Sono trascorsi 30 anni da quando Israele decise di restituire all’Egitto le terre del Sinai occupate dopo la vittoriosa “Guerra dei 6 giorni”, e il presidente Sadat visitò Gerusalemme per decretare la pace tra i due Paesi. Da allora, i leader egiziani si sono dimostrati più aperti degli altri leader arabi e palestinesi verso Israele, l’America e – dopo il discorso del Cairo – verso Obama.

L’incontro di ieri fra il premier israeliano Netanyahu e il presidente egiziano Mubarak va letto proprio nel quadro di una normalizzazione definitiva dei rapporti tra lo stato ebraico e il potente vicino egiziano, tanto più che – invertendo un trend che sembrava consueto – pezzi consistenti dell’opinione pubblica egiziana ritengono che sia arrivato il momento di trovare un accordo di pace anche tra israeliani e palestinesi.

L’impianto di questo come degli altri incontri del passato, naturalmente, è basato sulle concessioni fatte da Israele.
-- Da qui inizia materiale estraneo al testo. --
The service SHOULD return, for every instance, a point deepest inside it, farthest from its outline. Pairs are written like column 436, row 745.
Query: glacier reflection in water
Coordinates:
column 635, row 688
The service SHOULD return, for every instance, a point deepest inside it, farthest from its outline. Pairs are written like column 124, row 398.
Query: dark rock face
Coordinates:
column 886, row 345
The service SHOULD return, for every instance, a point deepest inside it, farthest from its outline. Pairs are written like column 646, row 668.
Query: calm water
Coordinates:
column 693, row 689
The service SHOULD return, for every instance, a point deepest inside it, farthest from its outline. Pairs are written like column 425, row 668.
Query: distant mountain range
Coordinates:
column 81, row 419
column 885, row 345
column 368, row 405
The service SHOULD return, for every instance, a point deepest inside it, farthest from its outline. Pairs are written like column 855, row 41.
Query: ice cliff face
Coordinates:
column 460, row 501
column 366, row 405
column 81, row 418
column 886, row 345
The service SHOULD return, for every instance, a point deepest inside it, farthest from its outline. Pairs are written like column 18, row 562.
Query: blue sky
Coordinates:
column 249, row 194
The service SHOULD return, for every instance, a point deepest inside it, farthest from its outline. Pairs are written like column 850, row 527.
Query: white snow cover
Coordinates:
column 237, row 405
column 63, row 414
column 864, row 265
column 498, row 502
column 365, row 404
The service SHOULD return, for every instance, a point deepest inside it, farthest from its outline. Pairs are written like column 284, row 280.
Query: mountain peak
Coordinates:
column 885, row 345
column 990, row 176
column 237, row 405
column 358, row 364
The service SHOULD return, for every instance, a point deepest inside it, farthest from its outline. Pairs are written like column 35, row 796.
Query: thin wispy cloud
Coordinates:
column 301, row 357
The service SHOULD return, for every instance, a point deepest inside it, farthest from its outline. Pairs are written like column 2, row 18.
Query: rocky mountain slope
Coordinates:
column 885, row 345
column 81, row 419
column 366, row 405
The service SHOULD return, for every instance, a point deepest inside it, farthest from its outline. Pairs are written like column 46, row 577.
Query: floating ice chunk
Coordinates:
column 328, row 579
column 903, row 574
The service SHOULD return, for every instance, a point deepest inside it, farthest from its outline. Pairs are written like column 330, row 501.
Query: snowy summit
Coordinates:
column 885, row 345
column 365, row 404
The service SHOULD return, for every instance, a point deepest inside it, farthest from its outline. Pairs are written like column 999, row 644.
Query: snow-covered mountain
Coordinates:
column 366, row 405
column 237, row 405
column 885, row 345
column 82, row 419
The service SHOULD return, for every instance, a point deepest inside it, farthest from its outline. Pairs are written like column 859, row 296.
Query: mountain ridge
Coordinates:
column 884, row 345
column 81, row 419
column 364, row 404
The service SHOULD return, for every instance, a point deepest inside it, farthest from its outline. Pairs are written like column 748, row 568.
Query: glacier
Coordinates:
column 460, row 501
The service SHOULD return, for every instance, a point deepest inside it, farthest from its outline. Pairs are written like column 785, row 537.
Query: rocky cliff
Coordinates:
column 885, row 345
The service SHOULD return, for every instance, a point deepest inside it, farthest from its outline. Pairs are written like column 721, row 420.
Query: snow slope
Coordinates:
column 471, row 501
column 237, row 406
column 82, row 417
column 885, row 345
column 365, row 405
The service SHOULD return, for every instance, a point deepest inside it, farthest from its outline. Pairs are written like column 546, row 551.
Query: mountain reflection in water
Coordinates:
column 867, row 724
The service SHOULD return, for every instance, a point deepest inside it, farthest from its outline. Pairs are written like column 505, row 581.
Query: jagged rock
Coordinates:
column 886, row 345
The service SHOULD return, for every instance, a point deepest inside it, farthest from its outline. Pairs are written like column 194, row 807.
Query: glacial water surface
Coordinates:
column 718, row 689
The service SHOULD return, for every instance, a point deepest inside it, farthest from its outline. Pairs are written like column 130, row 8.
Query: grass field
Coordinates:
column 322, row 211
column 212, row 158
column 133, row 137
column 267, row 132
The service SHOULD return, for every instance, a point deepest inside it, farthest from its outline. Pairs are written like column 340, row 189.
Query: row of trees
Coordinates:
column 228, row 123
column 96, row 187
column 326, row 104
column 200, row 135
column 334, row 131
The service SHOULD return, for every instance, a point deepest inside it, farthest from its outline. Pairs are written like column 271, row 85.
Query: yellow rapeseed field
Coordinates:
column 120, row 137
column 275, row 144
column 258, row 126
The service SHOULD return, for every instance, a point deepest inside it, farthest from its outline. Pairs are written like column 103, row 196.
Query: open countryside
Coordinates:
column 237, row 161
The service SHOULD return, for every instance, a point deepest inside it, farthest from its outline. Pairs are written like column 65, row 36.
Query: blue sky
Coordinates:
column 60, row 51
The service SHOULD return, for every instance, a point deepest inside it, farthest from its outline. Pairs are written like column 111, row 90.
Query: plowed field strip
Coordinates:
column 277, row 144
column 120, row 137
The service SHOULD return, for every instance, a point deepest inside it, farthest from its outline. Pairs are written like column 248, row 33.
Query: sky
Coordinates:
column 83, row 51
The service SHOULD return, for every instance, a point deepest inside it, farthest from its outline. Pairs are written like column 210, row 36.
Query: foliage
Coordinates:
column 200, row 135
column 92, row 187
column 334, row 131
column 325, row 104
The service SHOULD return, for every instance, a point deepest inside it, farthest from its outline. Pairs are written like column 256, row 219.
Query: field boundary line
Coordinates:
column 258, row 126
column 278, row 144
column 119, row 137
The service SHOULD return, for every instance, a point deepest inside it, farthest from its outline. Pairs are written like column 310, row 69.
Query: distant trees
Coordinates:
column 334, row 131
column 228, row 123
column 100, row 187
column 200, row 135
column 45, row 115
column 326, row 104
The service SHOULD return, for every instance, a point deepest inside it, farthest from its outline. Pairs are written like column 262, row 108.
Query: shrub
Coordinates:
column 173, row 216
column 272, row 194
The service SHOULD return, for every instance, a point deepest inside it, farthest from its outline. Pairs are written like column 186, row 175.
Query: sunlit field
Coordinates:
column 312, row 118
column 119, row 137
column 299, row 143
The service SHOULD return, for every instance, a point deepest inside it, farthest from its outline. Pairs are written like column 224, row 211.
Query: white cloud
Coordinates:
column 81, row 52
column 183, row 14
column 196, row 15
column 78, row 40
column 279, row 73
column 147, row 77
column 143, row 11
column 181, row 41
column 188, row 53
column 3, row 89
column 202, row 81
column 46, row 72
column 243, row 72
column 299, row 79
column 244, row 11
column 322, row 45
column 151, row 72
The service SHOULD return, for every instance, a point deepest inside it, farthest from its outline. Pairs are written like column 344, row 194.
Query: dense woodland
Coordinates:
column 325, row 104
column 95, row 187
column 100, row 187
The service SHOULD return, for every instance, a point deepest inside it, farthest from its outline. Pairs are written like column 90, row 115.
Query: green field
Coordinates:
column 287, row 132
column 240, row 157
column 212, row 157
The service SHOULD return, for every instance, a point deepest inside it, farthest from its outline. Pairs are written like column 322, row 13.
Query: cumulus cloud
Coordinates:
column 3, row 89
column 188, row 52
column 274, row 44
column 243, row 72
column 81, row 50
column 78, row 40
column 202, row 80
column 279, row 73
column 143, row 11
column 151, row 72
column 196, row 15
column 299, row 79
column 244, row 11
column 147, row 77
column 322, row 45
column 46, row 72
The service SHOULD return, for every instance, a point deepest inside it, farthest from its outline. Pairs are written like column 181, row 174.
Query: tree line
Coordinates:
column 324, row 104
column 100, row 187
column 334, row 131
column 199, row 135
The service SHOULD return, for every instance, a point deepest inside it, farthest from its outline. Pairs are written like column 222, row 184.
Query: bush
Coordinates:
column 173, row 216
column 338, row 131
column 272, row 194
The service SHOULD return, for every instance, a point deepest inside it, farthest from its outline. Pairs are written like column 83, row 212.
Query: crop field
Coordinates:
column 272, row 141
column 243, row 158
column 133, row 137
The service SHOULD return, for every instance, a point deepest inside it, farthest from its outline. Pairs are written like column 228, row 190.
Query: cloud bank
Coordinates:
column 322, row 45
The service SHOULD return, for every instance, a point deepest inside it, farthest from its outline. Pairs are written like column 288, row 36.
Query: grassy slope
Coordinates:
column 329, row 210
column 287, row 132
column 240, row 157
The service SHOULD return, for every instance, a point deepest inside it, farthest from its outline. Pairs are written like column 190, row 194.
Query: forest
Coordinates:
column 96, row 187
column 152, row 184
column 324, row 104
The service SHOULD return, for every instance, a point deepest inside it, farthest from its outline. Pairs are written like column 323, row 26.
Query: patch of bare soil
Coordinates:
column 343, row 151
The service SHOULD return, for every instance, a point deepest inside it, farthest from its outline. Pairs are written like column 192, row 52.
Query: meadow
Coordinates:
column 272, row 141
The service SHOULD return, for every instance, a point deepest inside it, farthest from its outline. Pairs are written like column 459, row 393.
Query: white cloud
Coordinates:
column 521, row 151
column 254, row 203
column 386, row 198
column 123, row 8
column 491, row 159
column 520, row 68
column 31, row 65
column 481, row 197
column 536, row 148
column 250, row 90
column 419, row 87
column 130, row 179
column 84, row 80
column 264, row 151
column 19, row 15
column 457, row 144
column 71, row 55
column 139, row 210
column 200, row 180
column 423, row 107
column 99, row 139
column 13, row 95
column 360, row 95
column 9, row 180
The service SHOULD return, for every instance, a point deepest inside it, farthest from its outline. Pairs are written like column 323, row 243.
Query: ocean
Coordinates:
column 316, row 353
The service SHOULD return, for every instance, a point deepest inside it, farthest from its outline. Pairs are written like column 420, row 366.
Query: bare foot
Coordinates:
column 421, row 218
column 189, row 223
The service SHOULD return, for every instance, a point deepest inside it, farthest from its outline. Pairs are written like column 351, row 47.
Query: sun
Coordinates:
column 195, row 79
Gerusalemme si ritirò dal Sinai come si è ritirata da Gaza, sembra disposta a “congelare” per altri sei mesi la costruzione di nuove unità abitative in West Bank, è pronta a rilasciare un congruo numero di prigionieri palestinesi in cambio della liberazione di un solo uomo, il caporale Shalit (il capo dei servizi segreti egiziani avrebbe incontrato negli ultimi giorni sia l’inviato speciale di Netanyahu per il caso Shalit, sia la dirigenza di Hamas).

Concedere all’inviato americano Mitchell che in queste ore è a Gerusalemme, concedere a Mubarak che durante l’incontro al Cairo a chiesto di fermare la "giudeizzazione" di Gerusalemme, concedere ai palestinesi in vista della prossima riunione dell’Onu quando Obama potrebbe moderare il vertice tra Netanyahu e Abu Mazen. Tutto questo mentre il segretario generale della Lega Araba, in un suo recente discorso, ha rifiutato ogni normalizzazione dei rapporti con Israele fino a quando continuerà “l’espansione” delle colonie.

Forse però, almeno in Egitto, la politica delle concessioni perseguita testardamente da Israele sta avendo qualche effetto. Secondo un sondaggio diffuso di recente, ed effettuato su un campione di 800 persone, sarebbero numerosi gli egiziani che manifestano un incoraggiante atteggiamento di apertura verso lo stato ebraico. Se è vero che il popolo egiziano continua a nutrire ostilità per l’irrisolta questione palestinese, il discorso di Obama ha fatto breccia nei cuori dei giovani e della classe media ben istruita che adesso si aspetta nuovi passi in avanti nelle relazioni con Israele, lo stop degli attacchi missilistici da Gaza, e un negoziato basato sulla soluzione “due popoli due stati”.

L’86 per cento del campione ha detto di aver apprezzato il discorso di Obama ed è cresciuto anche il rating positivo nei confronti degli Stati Uniti (30 per cento). Quasi la metà degli egiziani intervistati riconosce l’esistenza di Israele come stato ebraico e spinge per la creazione di uno stato palestinese. Molti ritengono che la scelta di Arafat di abbandonare le trattative di pace a Camp David fu un grave errore per i palestinesi e solo il 26 per cento giustifica la violenza terrorista di Hamas (il 51 per cento incolpa Hamas della crisi che ha portato all’ultimo conflitto a Gaza).

Se consideriamo che gli egiziani non sanno chi siano gli israeliani, e che la propaganda interna – sia quella religiosa che proveniente dagli ambienti governativi – li ha indottrinati per anni alla giudeofobia, i risultati del sondaggio fanno ben sperare. Netanyahu ha parlato di “stato palestinese”, sta proseguendo nella politica di limitare le restrizioni alla mobilità palestinese, e nella estensione del suo programma di “pace economica”. Mubarak ha ribadito la posizione egiziana: tornare ai confini del ’67, rimuovere l’embargo su Gaza, Gerusalemme Est capitale dello stato palestinese, un nuovo round negoziale con la dirigenza dell’ANP. Se gli egiziani hanno ancora dei dubbi sulle reali intenzioni dei loro vicini è arrivato il momento di fargli comprendere che Israele è una nazione che vuole la pace.